Updated · Edit on GitHub ↗

Your app lives in a subdirectory (apps/api, packages/web) of a larger repo.
Here’s how to deploy just that subtree to a Wokku app.

Option A — push a subtree (works everywhere)

git subtree ships only a subdirectory as the repo root of your push. No
server config needed.

bash
# from the repo root, push apps/api to the Wokku app's main branch
git subtree push --prefix apps/api wokku main

If the history makes subtree push slow or it rejects a non-fast-forward, split
first and force the branch:

bash
git subtree split --prefix apps/api -b deploy-api
git push wokku deploy-api:main --force

Your Procfile, Dockerfile, and dependency manifest must sit at the root of
that subdirectory (apps/api/Procfile, etc.) — after the subtree split they
become the repo root Wokku sees.

Option B — build from a subdirectory (GitHub auto-deploy)

When deploying via GitHub Auto-Deploy, set the
build directory so Wokku builds from your subfolder on each push:

App → Settings → set Build directory to apps/api.

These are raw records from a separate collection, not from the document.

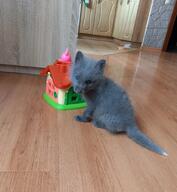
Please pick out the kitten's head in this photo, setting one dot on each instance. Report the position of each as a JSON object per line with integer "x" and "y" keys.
{"x": 87, "y": 73}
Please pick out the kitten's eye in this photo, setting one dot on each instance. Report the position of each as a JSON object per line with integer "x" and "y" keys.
{"x": 88, "y": 82}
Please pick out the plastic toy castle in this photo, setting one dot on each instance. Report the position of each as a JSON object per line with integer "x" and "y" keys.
{"x": 59, "y": 91}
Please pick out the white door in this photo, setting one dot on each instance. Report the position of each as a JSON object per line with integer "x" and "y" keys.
{"x": 87, "y": 18}
{"x": 125, "y": 19}
{"x": 104, "y": 17}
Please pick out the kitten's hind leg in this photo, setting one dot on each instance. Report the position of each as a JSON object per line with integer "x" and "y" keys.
{"x": 112, "y": 123}
{"x": 86, "y": 117}
{"x": 98, "y": 124}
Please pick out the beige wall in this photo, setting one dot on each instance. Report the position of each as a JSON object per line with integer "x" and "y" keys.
{"x": 34, "y": 33}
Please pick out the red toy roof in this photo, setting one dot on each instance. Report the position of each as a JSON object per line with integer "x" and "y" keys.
{"x": 59, "y": 73}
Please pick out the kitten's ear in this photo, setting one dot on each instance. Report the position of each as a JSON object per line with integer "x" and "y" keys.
{"x": 100, "y": 65}
{"x": 79, "y": 57}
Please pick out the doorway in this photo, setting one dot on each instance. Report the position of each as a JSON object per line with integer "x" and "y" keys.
{"x": 170, "y": 43}
{"x": 112, "y": 26}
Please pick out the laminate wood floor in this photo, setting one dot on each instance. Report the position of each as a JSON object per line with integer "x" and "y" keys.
{"x": 43, "y": 150}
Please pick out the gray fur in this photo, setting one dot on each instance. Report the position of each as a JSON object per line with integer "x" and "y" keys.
{"x": 108, "y": 104}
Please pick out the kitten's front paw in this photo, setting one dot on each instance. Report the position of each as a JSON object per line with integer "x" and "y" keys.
{"x": 81, "y": 118}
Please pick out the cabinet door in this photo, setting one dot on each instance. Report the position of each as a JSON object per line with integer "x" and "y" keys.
{"x": 87, "y": 18}
{"x": 104, "y": 17}
{"x": 125, "y": 19}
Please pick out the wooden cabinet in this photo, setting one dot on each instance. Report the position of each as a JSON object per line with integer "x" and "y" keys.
{"x": 35, "y": 32}
{"x": 125, "y": 19}
{"x": 99, "y": 18}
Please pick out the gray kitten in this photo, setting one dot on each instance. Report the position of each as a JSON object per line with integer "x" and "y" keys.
{"x": 108, "y": 104}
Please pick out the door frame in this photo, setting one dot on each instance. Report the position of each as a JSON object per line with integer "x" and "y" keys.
{"x": 170, "y": 28}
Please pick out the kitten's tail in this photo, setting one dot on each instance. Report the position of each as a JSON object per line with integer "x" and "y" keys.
{"x": 136, "y": 135}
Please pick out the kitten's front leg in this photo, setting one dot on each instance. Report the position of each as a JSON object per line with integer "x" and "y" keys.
{"x": 87, "y": 115}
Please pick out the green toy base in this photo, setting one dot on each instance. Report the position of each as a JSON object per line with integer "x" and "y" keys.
{"x": 63, "y": 107}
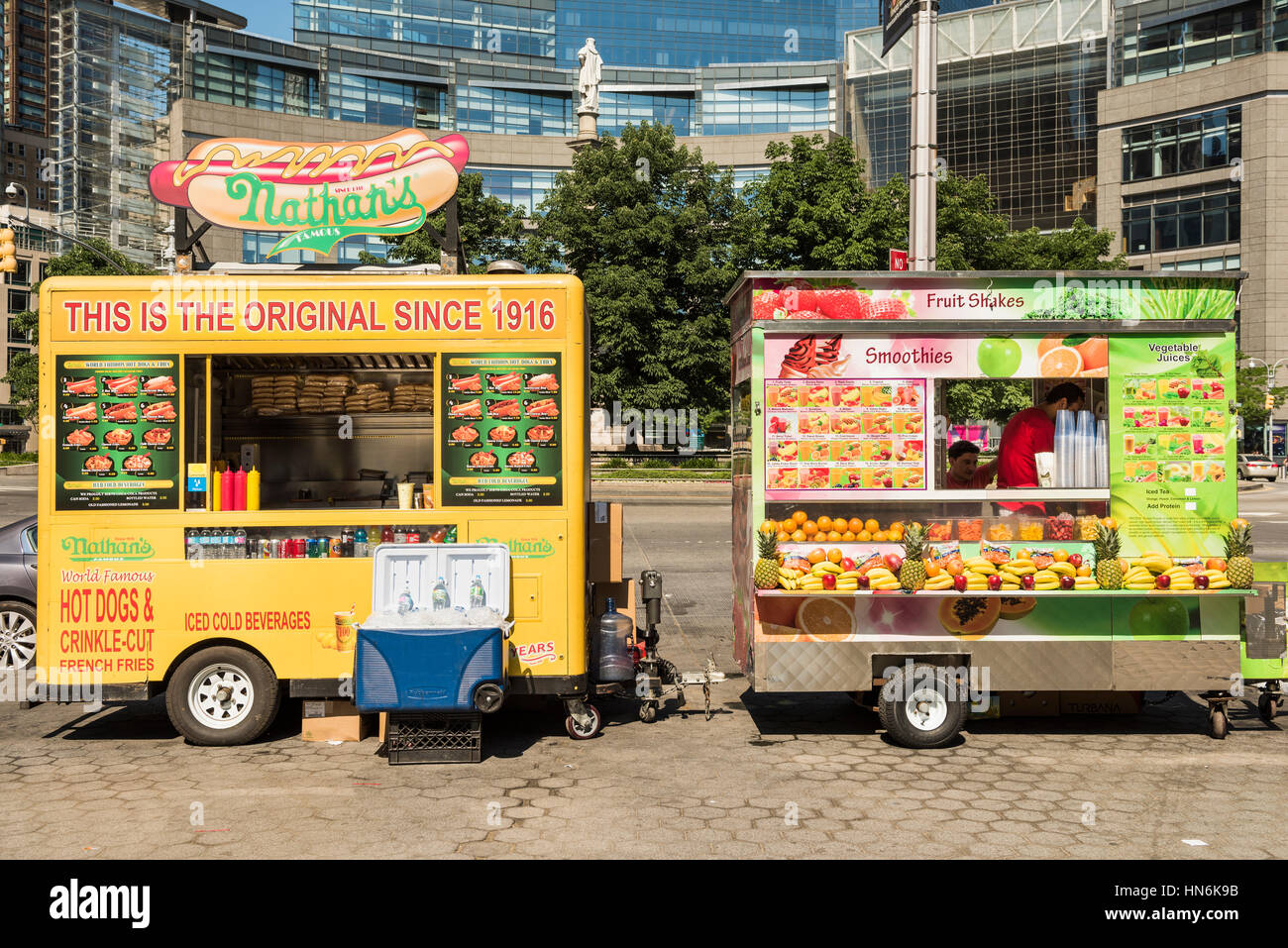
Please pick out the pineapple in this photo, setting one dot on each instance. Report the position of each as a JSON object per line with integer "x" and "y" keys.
{"x": 1109, "y": 574}
{"x": 912, "y": 574}
{"x": 1237, "y": 559}
{"x": 767, "y": 562}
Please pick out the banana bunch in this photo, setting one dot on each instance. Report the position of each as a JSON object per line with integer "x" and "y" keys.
{"x": 881, "y": 579}
{"x": 1154, "y": 562}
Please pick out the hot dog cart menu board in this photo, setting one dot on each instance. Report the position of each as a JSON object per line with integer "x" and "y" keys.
{"x": 501, "y": 429}
{"x": 117, "y": 433}
{"x": 1172, "y": 445}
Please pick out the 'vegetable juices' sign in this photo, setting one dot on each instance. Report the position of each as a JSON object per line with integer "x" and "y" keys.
{"x": 320, "y": 191}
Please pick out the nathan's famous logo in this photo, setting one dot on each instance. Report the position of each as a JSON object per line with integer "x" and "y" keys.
{"x": 527, "y": 548}
{"x": 128, "y": 548}
{"x": 321, "y": 191}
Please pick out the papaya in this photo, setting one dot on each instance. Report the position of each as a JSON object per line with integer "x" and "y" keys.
{"x": 1014, "y": 607}
{"x": 969, "y": 617}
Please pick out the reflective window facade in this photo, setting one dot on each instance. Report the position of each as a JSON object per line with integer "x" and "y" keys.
{"x": 237, "y": 81}
{"x": 617, "y": 110}
{"x": 513, "y": 112}
{"x": 356, "y": 98}
{"x": 526, "y": 187}
{"x": 1189, "y": 218}
{"x": 743, "y": 111}
{"x": 1177, "y": 146}
{"x": 1149, "y": 50}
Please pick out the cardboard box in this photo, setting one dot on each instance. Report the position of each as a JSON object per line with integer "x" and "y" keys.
{"x": 1100, "y": 702}
{"x": 1030, "y": 703}
{"x": 334, "y": 719}
{"x": 622, "y": 595}
{"x": 604, "y": 526}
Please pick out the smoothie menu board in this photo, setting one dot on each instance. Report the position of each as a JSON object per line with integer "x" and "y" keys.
{"x": 1172, "y": 445}
{"x": 845, "y": 433}
{"x": 501, "y": 429}
{"x": 117, "y": 433}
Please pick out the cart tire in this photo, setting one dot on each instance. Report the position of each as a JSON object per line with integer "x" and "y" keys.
{"x": 1267, "y": 706}
{"x": 1219, "y": 725}
{"x": 578, "y": 733}
{"x": 919, "y": 706}
{"x": 222, "y": 697}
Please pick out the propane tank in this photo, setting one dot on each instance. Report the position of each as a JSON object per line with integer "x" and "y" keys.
{"x": 613, "y": 649}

Every push to the connected branch builds apps/api and deploys it — no subtree
gymnastics.

Multiple apps from one repo

Create one Wokku app per deployable, each pointed at its own subdirectory:

bash
wokku apps:create my-api --server my-server     # build dir apps/api
wokku apps:create my-web --server my-server     # build dir apps/web

Troubleshooting

  • “Updates were rejected” on subtree push — use the split + --force form above.
  • Buildpack detected the wrong language — confirm the manifest (package.json, etc.) is at the subtree/build-dir root.
  • Shared packages not found — a git subtree push only carries the subfolder; vendor shared code into the build dir or use a Dockerfile that copies what it needs.